— Вы не боитесь отяготить свою совесть убийством? спросила она с горечью. — Я говорю вам снова и снова, что я не виновна.
— Это уже то, что между вами и Богом, женщина!
Священник придет к вам завтра, чтобы приготовить вас предстать перед Ним!
Старейшина равнодушно свернул пергамент, засунул его в свой широкий рукав и повернулся на каблуках.
Дверь тяжело захлопнулась за ним и его спутниками.
Катрин опять осталась одна в полной темноте. Это был конец, никто не спасет ее теперь! Глубокое отчаяние охватило ее, она упала на соломенный матрац и неистово зарыдала. Она была одна, совсем одна в этой холодной, ужасной крепости! Завтра враги поведут ее на смерть…
Завтра! Ей оставалось жить только несколько часов!
Долгое время она лежала без движения. Рыдания прекратились, но ей казалось, что ее душа уже начала покидать тело. Она почувствовала ледяной холод и дрожь… Даже если бы Питу вернулся сейчас, она уже не смогла бы осуществить свой план. Она слышала, как Люилье приказал стражникам стоять у двери камеры и не уходить ни под каким предлогом. Ничего нельзя сделать!
Снаружи раздавался сильный шум. До камеры Катрин доносились радостные крики и пение. Город был оживлен и возбужден в этот вечер. Катрин с горечью заметила, что, возможно, они празднуют ее приближающуюся смерть. Она слишком хорошо помнила крики ненависти, которые сопровождали ее в тот день, когда ее вели в Шатле. Завтра, должно быть, будет еще хуже. Они будут толпиться вдоль дороги, глумиться, оскорблять ее и закидывать грязью…
Перед самой полночью дверь камеры открылась еще раз. Катрин отпрянула, думая, что пришел священник, но это был Арно. Мгновение он стоял на пороге, глядя на нее. Затем очень медленно захлопнул тяжелую дверь и подошел.

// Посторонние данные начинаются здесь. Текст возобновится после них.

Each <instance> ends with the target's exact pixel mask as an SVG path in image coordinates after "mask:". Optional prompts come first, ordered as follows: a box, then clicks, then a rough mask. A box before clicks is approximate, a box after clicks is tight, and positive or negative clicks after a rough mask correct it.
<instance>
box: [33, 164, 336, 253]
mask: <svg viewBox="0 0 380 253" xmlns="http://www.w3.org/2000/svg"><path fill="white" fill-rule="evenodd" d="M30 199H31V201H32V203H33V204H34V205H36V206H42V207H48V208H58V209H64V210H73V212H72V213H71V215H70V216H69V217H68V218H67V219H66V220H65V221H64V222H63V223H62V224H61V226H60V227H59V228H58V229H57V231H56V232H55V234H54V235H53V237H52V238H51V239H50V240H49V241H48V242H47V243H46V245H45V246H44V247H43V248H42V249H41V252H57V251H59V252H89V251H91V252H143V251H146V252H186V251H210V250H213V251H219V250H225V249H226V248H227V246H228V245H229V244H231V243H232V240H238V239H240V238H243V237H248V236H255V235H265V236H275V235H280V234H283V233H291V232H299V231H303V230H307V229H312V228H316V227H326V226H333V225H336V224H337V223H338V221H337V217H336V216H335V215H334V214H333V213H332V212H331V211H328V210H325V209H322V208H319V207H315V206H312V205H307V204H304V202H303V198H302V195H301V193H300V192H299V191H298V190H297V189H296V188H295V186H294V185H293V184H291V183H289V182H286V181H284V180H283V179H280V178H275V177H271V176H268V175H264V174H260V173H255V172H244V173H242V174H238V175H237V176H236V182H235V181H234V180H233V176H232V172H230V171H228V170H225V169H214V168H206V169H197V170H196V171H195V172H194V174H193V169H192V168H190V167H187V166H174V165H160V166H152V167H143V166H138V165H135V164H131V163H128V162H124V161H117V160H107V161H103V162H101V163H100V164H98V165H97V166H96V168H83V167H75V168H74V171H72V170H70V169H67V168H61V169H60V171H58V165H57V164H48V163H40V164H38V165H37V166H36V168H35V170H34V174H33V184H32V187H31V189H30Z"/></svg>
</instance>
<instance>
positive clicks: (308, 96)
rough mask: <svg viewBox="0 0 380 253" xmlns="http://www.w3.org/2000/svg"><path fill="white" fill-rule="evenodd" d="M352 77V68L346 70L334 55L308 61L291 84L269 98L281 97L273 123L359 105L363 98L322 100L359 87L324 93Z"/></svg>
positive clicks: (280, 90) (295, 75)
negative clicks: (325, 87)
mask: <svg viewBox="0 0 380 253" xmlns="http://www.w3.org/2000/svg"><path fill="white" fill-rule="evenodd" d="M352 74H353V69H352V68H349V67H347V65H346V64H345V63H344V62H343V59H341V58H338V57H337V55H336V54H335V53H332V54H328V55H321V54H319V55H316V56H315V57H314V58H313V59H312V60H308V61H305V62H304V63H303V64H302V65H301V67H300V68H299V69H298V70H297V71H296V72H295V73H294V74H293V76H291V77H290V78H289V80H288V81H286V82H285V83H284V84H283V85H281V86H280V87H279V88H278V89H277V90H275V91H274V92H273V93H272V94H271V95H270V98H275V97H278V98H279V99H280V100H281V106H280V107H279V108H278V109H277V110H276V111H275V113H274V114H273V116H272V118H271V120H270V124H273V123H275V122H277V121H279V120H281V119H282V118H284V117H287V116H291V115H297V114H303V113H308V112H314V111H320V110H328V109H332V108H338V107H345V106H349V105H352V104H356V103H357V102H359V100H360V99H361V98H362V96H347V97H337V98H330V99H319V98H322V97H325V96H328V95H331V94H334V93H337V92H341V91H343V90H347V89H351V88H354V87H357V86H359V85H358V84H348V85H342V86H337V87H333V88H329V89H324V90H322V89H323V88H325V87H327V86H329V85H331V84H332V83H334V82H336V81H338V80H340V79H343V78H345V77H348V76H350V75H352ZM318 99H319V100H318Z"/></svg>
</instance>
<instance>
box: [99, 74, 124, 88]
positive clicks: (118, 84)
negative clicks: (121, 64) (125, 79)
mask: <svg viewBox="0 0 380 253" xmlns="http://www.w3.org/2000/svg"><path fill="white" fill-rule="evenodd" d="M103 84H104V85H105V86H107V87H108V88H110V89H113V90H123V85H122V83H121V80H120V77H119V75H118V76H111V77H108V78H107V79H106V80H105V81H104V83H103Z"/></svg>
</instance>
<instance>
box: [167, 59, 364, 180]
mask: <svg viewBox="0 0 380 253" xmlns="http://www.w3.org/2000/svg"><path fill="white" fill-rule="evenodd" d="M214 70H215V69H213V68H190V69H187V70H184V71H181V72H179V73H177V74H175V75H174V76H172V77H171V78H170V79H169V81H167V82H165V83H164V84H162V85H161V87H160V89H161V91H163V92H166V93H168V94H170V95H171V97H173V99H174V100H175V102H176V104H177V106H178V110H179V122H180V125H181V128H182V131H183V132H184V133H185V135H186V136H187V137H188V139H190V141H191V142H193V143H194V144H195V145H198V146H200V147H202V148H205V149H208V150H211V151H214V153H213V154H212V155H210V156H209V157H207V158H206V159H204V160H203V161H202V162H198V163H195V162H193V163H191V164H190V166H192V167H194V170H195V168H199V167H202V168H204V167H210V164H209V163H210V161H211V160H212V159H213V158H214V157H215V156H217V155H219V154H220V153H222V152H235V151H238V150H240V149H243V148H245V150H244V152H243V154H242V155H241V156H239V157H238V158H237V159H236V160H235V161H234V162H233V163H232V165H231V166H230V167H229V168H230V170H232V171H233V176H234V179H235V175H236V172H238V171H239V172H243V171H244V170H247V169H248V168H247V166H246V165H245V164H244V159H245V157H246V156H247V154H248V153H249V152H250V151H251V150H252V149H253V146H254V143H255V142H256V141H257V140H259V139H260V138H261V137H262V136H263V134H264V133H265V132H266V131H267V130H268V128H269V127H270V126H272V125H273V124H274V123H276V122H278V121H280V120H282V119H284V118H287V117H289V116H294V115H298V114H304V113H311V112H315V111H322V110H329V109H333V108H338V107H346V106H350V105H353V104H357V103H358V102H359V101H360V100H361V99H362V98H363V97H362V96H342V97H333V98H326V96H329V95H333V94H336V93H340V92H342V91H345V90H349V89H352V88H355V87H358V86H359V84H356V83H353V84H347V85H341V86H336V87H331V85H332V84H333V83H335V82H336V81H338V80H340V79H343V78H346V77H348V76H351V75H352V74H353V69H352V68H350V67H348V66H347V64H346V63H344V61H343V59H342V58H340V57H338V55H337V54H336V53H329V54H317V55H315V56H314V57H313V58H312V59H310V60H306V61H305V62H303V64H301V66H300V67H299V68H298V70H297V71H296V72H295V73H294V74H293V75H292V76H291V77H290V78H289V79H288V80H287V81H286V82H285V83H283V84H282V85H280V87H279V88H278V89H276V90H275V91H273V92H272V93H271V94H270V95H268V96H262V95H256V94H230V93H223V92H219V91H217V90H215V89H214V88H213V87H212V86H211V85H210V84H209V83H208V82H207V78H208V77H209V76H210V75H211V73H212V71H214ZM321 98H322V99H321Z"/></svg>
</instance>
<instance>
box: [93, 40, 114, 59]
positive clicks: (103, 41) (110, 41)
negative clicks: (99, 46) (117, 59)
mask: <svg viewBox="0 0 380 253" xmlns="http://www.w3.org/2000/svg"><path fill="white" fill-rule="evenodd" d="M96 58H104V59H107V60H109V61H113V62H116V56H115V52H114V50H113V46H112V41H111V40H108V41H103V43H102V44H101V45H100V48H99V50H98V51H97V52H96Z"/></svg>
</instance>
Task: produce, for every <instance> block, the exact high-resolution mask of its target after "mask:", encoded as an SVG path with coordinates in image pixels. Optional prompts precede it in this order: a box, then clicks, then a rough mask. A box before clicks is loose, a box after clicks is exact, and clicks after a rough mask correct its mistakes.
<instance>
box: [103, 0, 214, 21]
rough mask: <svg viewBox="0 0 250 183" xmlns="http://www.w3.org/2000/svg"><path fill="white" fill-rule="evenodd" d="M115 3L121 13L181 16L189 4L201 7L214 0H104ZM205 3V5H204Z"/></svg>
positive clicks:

— Я пришел попрощаться, — сказал он хрипло.
Арно поставил свой светильник на землю, и его желтый свет отбросил гигантскую тень на стену. Стоя, он возвышался над Катрин, и, глядя не него снизу вверх, она подумала, что никогда не видела его таким высоким… или таким бледным. Или эта меловая бледность и эти глубокие линии в уголках рта были вызваны игрой света? Как и в день суда, он был одет в свой зеленый кожаный камзол и был без оружия, если не считать маленького кинжала за поясом.
Сердце Катрин билось в груди. Она слышала, как кровь стучит у нее в висках, но видя, что он остается стоять, молча глядя на нее, она наконец нарушила молчание, воинственно, неистово:
— Итак, — медленно произнесла она, — мессир де Монсальви решил, что ему надо попрощаться? Какая честь!
Какой небывалый знак внимания от столь гордого человека! Но позволено ли мне спросить, почему вы вообразили, что я хочу, чтобы вы со мной прощались? Будьте честны перед собой, мессир! Вы пришли только затем, чтобы посмотреть, в каком я нахожусь состоянии и как я готовлюсь принять смерть? Ну, тогда я вам скажу: я жду ее с радостью и счастьем, которых вы себе и представить не можете, потому что она освободит меня от вас и вам подобных людей. Теперь вы знаете это, так что можете идти!
Капитан покачал головой. В его красивом лице не было злости, оно выражало некоторую нервозность и неуверенность.
— Нет… Дело не в этом, — сказал он наконец. — Я пришел потому, что не мог справиться с собой. Ночь за ночью я боролся с желанием прийти сюда. Днем я сражаюсь и забываю о тебе, но ночь побеждает меня… Ты в ней… всегда! Ты преследуешь меня. Ведьма!
Она разразилась смехом, полным жестокой радости от того, что она все еще имеет власть над ним, чтобы заставить его страдать.
— Ведьма! — закричала она. — Это все, что ты можешь сказать? Я-то думала, что ты умнее…
— И я тоже, — ответил он спокойно, не собираясь злиться. — И еще я думал, что я к тому же сильнее, но прошло уже несколько лет с тех пор, как ты околдовала меня и преследуешь меня. Ты отравила мне жизнь… Я ненавижу и презираю тебя. Я делал все, чтобы забыть тебя, — вино, женщины… Я даже собирался жениться.
Она была красивой, мадемуазель де Северак, нежной и чистой, и она любила меня. Но когда я был с ней, я видел тебя, я трогал твои руки, целовал твои щеки… Поэтому я убежал от нее. Это было кощунством — думать о шлюхе вроде тебя рядом с прелестной юной девушкой.
Потом я опять вернулся к ней и просил Господа позволить мне любить ее!.. Но Небеса были глухи к моему крику, и моя страсть к тебе только еще более жестоко мучила меня. Потом она умерла, и я снова остался один.